Doctors union, the BMA, said that A&E departments across England have experienced one of the worst winters on record, with the NHS missing its four-hour A&E waiting time figure every week since the beginning of November and 17 hospitals declaring major incidents due to overwhelming pressure.
Now new figures from the BMA’s quarterly Omnibus survey show that doctors on the ground have seen first-hand the effect of pressures on patient care, with 29 per cent experiencing a ‘black alert’ – issued when a hospital reaches capacity and has to turn away patients – an increase of 22 percentage points since the same period last year, and 48 per cent experiencing breaches in A&E targets.
This comes at a time when 65 per cent of doctors across both primary and secondary care are reporting increases in patient waiting times – a rise of 18 percentage points on the same time last year.
Yet the political response to the crisis in A&E departments has been a series of headline grabbing initiatives and sticking plaster policies to bail out accident and emergency departments, rather than developing a long-term, sustainable solution:
• August 2013: the Government announced a £500m bailout for struggling A&Es – this was not new money and was rather taken from elsewhere in the Department of Health’s ‘own efficiency savings’.
Even the Prime Minister conceded it ‘a short term measure’ and that more needed to be done to improve the NHS.
• November 2013: the Government confirmed it was injecting another £250m for the coming winter.

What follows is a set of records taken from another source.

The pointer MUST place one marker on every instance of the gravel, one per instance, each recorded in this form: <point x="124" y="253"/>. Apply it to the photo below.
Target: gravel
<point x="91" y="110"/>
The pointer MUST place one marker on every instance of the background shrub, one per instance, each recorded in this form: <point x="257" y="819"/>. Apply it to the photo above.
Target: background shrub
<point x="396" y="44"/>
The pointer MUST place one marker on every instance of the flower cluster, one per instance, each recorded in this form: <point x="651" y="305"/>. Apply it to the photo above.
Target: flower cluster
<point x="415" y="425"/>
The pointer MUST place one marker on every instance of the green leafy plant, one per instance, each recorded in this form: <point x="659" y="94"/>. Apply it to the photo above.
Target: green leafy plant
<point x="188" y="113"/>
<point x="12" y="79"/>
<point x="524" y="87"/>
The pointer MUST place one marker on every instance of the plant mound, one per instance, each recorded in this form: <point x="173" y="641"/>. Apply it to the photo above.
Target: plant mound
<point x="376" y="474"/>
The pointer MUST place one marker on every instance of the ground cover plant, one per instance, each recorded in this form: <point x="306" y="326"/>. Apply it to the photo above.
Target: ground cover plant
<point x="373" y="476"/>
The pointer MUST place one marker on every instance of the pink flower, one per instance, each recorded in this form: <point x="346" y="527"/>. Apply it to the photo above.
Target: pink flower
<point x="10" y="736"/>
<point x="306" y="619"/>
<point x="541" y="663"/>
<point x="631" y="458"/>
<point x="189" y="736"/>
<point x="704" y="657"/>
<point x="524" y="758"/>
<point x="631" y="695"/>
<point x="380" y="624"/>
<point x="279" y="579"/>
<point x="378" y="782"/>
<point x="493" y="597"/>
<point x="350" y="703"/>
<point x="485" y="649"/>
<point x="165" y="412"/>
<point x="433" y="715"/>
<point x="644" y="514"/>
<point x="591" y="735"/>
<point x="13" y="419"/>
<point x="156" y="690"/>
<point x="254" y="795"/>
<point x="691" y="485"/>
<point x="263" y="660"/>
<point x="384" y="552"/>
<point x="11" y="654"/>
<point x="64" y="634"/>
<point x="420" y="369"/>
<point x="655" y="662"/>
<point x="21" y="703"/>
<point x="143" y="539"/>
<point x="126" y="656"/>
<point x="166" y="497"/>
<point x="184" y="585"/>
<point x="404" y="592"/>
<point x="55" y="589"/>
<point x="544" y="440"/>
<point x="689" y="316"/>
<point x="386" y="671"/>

At the time the Health Secretary said: ‘This is a serious, long-term problem, which needs fundamental changes to equip our A&Es for the future’.
• November 2014: the Government announced £300m worth of emergency funding for winter pressures, on top of £400m announced during the summer. A recent report found that less than one per cent of this money actually went to front line A&E services.
Commenting, Dr Mark Porter, BMA council chair, said: ‘Rather than annual emergency bailouts that are designed more to chase headlines than offer a lasting solution to the crisis, we need a long-term plan to equip hospitals with the funding, staff and resources they need to meet rising demand.
‘It is also concerning that recent research from the Royal College of Emergency Medicine has found that despite the fanfare only a small amount – one per cent – of the £700 million announced by the Government for emergency care last year was actually spent on emergency department services.
‘With a majority of hospitals in the red, this money is being used to plug other serious funding gaps and doesn’t make it anywhere near the frontline.
‘The result has been felt by both patients and doctors, as those who need care face increasing waiting times and doctors are left frustrated and managing excessive workloads.
‘Sticking plaster solutions won’t solve the long-term challenges faced by A&E. The time has come for the politicians to stop playing games with emergency care and commit to having an open and honest public debate about the future of the NHS.’